The second stage employs a latent diffusion model (DDPM) to generate ECGs conditioned on the extracted base vector and a target cardiac condition (c_tar). Conditioning is handled by the novel AdaX Condition Injector, which splits the heterogeneous inputs into two dedicated pathways. The Cardiac Condition Pathway tokenizes each clinical report using a pretrained text encoder (Nomic embed‑text‑v1.5), concatenates normalized age, sex, and heart‑rate features to each token, and feeds the resulting sequence into a cross‑attention module after linear projection and positional encoding. This design lets the model attend selectively to the most relevant report(s) and incorporate demographic cues. The Base & Time Pathway combines the sinusoidal time embedding with a linearly projected base vector, passes their sum through an MLP to produce adaptive normalization parameters (α, β, γ), and applies them to the latent feature via adaptive LayerNorm and scaling. Consequently, global information (patient identity and diffusion timestep) is injected holistically, while detailed morphological cues are injected via cross‑attention.
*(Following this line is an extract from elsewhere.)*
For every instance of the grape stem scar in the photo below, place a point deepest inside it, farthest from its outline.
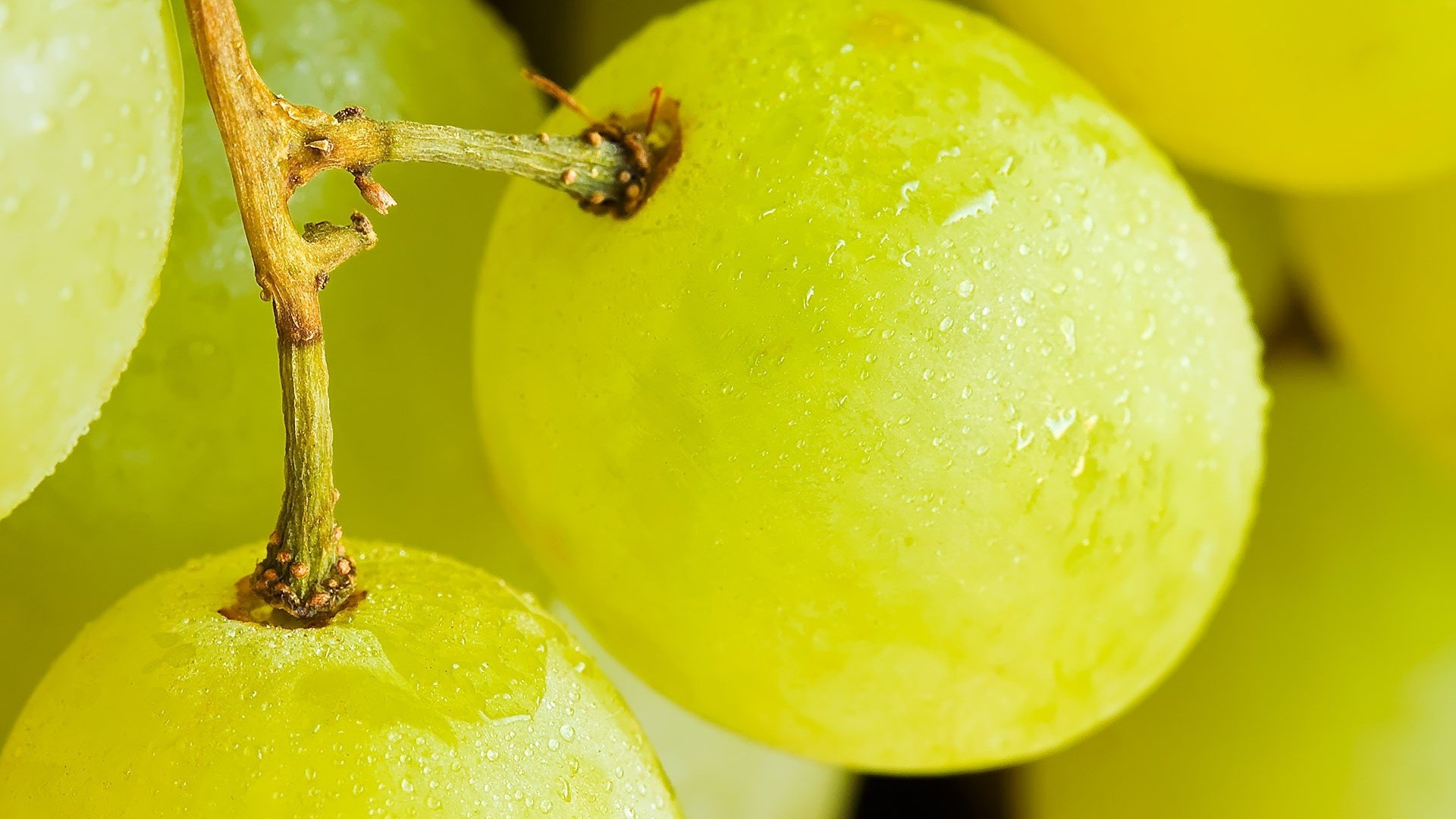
(274, 148)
AdaX also supports prompt‑to‑prompt editing, enabling post‑generation fine‑tuning of specific report tokens without retraining the diffusion model.
The authors train ECGTwin on a curated ECG pair dataset derived from MIMIC‑IV‑ECG, roughly twenty times larger than prior personalized ECG datasets. Quantitative metrics (FID, DTW, patient‑consistency scores) and qualitative visual inspection demonstrate that ECGTwin produces ECGs with higher fidelity, greater diversity, and stronger preservation of patient‑specific waveforms (P‑wave, QRS complex, T‑wave) compared to a VQ‑VAE baseline. Moreover, when the synthetic ECGs are used to augment a patient‑specific auto‑diagnosis model, diagnostic accuracy improves by an average of 7 percentage points, confirming the practical utility of the generated digital twins.
In summary, ECGTwin introduces (1) a contrastive‑learning‑based Individual Base Extractor that isolates patient‑specific traits without ground‑truth supervision, and (2) an AdaX Condition Injector that cleanly separates and adaptively integrates multiple conditioning modalities within a diffusion framework. This combination yields a controllable, high‑quality personalized ECG generator with clear benefits for downstream clinical tasks, data augmentation for rare cardiac conditions, and real‑time patient monitoring.